1 つのチェックポイント情報がローカルディスク上の別のチェックポイント情報を上書きしたり、1 つの一時ファイル名が別のファイル名と競合したりすることがあります。したがって、複数のプログラムまたはスレッドを使用して oss2.resumable_download メソッドを同時に呼び出して、同じオブジェクトを同じ宛先ファイルにダウンロードしないでください。
例
次のサンプルコードは、再開可能なダウンロードを実行する方法の例を示しています。
# -*- coding: utf-8 -*-
import oss2
from oss2.credentials import EnvironmentVariableCredentialsProvider
# 環境変数からアクセス認証情報を取得します。サンプルコードを実行する前に、環境変数 OSS_ACCESS_KEY_ID と OSS_ACCESS_KEY_SECRET を設定していることを確認してください。
auth = oss2.ProviderAuthV4(EnvironmentVariableCredentialsProvider())
# バケットが配置されているリージョンのエンドポイントを指定します。たとえば、バケットが中国 (杭州) リージョンにある場合は、エンドポイントを https://oss-cn-hangzhou.aliyuncs.com に設定します。
endpoint = "https://oss-cn-hangzhou.aliyuncs.com"
# エンドポイントにマッピングされるリージョンの ID を指定します。例: cn-hangzhou。署名アルゴリズム V4 を使用する場合は、このパラメーターが必要です。
region = "cn-hangzhou"
# バケットの名前を指定します。
bucket = oss2.Bucket(auth, endpoint, "yourBucketName", region=region)
# オブジェクトの完全なパスを指定します。完全なパスにバケット名を含めないでください。例: exampledir/exampleobject.txt。
# ローカルファイルの完全なパスを指定します。例: D:\\localpath\\examplefile.txt。
oss2.resumable_download(bucket, 'exampledir/exampleobject.txt', 'D:\\localpath\\examplefile.txt')
# store パラメーターを使用してディレクトリを指定しない場合、HOME ディレクトリに .py-oss-upload ディレクトリが作成され、チェックポイント情報が保存されます。
# OSS SDK for Python バージョン 2.1.0 以降を使用する場合は、次のオプションパラメーターを設定できます。
# import sys
# # ダウンロードするデータの長さを特定できない場合、total_bytes の値は None になります。
# def percentage(consumed_bytes, total_bytes):
# if total_bytes:
# rate = int(100 * (float(consumed_bytes) / float(total_bytes)))
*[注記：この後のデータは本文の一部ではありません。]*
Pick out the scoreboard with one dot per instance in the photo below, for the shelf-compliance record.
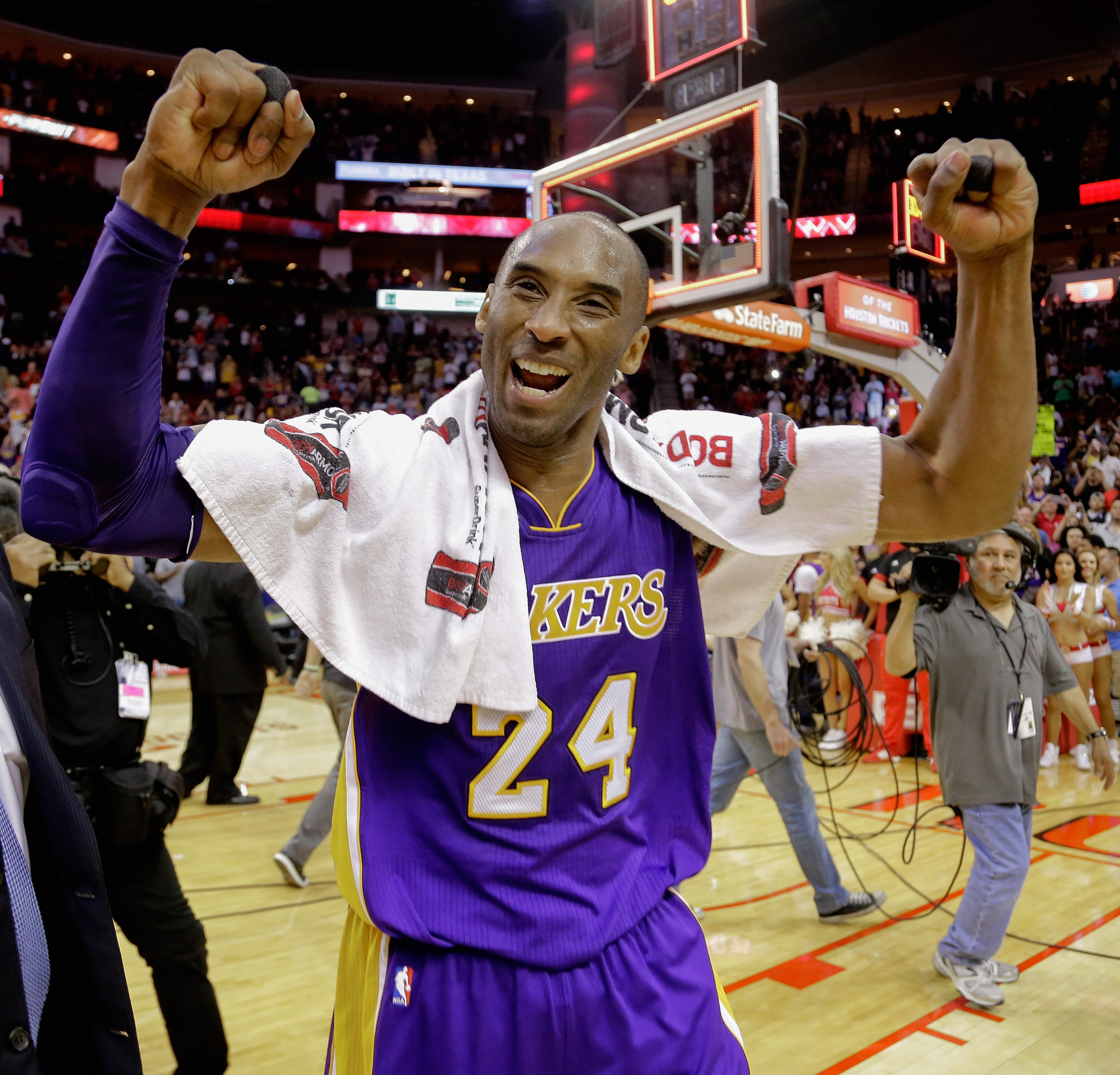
(911, 231)
(681, 33)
# print('\r{0}% '.format(rate), end='')
# sys.stdout.flush()
# # store パラメーターを使用してディレクトリを指定すると、チェックポイント情報は指定されたディレクトリに保存されます。num_threads パラメーターを使用して同時ダウンロードスレッド数を指定する場合は、oss2.defaults.connection_pool_size の値が同時ダウンロードスレッド数以上であることを確認してください。デフォルトの同時スレッド数は 1 です。
# oss2.resumable_download(bucket, 'exampledir/exampleobject.txt', 'D:\\localpath\\examplefile.txt',
# store=oss2.ResumableDownloadStore(root='/tmp'),
# # オブジェクトの長さが multipart_threshold パラメーターの値以上の場合に再開可能なダウンロードが使用されるように指定します。multipart_threshold パラメーターはオプションで、デフォルト値は 10 MB です。
# multiget_threshold=100*1024,
# # 各パートのサイズを指定します。単位: バイト。有効なパートサイズは 100 KB から 5 GB です。デフォルトのパートサイズは 100 KB です。
# part_size=100*1024,
# # 再開可能なダウンロードタスクの進捗状況を示すために使用するコールバック関数を設定します。
# progress_callback=percentage,
# # num_threads を使用して同時ダウンロードスレッド数を設定する場合は、oss2.defaults.connection_pool_size を同時ダウンロードスレッド数以上の値に設定します。デフォルトの同時スレッド数は 1 です。